Nazroo: There are a number of very important inequalities related to gender, and inequalities that are evolving over time. But you can think about the ways in which people have career breaks in relation to having children, and come back to part-time work and so on, and what that means in terms of their pensions and their pension entitlements in later life, which produces really quite dramatic inequalities between men and women in terms of economics.
We can also think about the ways in which people's roles change as they retire, or don't change as they retire, and what that means in a family and in a couple. All of which end up generally producing poorer health outcomes for women, even though their life expectancies are longer.
BusinessThink: And how about intergenerational inequality?
Nazroo: Intergenerational inequality has become the focus of policy in terms of later-life inequality – so instead of thinking about inequalities within the later-life generation, thinking about how much better off older people are than their younger counterparts.
It's kind of classically talked about in terms of housing wealth – so, how older people have housing and lots of wealth associated that housing, and younger people actually can't afford to buy properties. And that's described as a big inequality.
I think it really misses the point. It really very badly misses the point. The key point is the inequality within generations. Wealth is transmitted across generations, so those people who own their properties in later life pass that wealth down into younger generations, either in terms of early payouts so that people have a deposit to buy a house, or when they die. Obviously that wealth is inherited.

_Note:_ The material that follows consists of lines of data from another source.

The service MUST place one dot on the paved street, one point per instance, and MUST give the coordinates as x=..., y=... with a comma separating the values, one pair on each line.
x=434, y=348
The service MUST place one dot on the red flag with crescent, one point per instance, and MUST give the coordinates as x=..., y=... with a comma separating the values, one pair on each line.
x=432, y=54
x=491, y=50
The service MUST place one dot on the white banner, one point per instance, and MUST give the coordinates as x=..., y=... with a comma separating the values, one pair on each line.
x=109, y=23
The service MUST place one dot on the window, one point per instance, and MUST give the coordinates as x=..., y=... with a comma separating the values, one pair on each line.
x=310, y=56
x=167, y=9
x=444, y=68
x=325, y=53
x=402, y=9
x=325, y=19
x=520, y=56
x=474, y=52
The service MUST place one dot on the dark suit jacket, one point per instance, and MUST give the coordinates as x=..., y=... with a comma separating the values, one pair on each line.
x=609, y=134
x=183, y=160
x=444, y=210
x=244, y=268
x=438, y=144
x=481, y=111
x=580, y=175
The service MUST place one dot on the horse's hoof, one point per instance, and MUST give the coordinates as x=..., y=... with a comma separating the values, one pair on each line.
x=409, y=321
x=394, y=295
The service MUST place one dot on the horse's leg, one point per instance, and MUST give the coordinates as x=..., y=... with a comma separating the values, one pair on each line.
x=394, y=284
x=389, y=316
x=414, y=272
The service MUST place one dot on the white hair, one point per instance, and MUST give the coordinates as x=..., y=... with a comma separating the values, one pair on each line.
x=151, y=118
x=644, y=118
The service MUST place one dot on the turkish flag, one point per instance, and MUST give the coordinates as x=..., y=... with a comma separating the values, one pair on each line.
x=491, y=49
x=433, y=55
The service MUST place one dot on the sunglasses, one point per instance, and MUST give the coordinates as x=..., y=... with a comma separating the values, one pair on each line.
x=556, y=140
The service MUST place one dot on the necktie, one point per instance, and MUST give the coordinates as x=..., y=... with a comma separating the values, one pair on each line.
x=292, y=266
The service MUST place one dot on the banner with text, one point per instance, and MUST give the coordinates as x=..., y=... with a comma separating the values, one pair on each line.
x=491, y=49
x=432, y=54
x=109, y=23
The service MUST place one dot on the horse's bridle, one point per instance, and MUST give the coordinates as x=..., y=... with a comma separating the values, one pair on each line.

The people who are younger who can't afford property are those who are poorer. It's the in-generation inequality that's really important.
BusinessThink: But how can we change that in a society where house prices in many developed countries have now reached the level where many people just treat a mortgage like renting a house, so that they're never physically going to be able to own it.
Nazroo: Those 'most people' are the poorer segments of our population, I would argue. So those who are richer will get an inheritance from their parents or will get a donation from their parents to buy a property. The problem is not so much that older people own property; some older people own property, a lot of older people don't. Some older people have really significant housing wealth; most older people do not. It's the inequality within that generation and then how that is distributed downwards which is the problem.
BusinessThink: Is there an easy solution?
Nazroo: Well, the easy solution is not there, of course, because wealth inequalities are a really intractable problem. How do you deal with wealth inequalities when people do not want to hand over their wealth to other people? Of course they don't; why would they?
So it's really about thinking about forms of taxation that deal with inherited wealth in a redistributive way.
BusinessThink: Are there two or three important changes we could make to the workplace, and come to that our working lives, to ensure that the whole of society can retire well?
Nazroo: I would probably argue for three important changes. One relates to pension reform – so, thinking about pension reform in a way that equalises pensions rather than increases inequality in pensions, which is what is happening at the moment.
A second is in relation to later-life working and thinking about the ways in which you can facilitate high-quality work for older workers. That really means about work that is flexible and that people have control over, given other demands that they might have in their lives.
And then the third one is about how we retire – so planned retirement, chosen retirement, is really very important.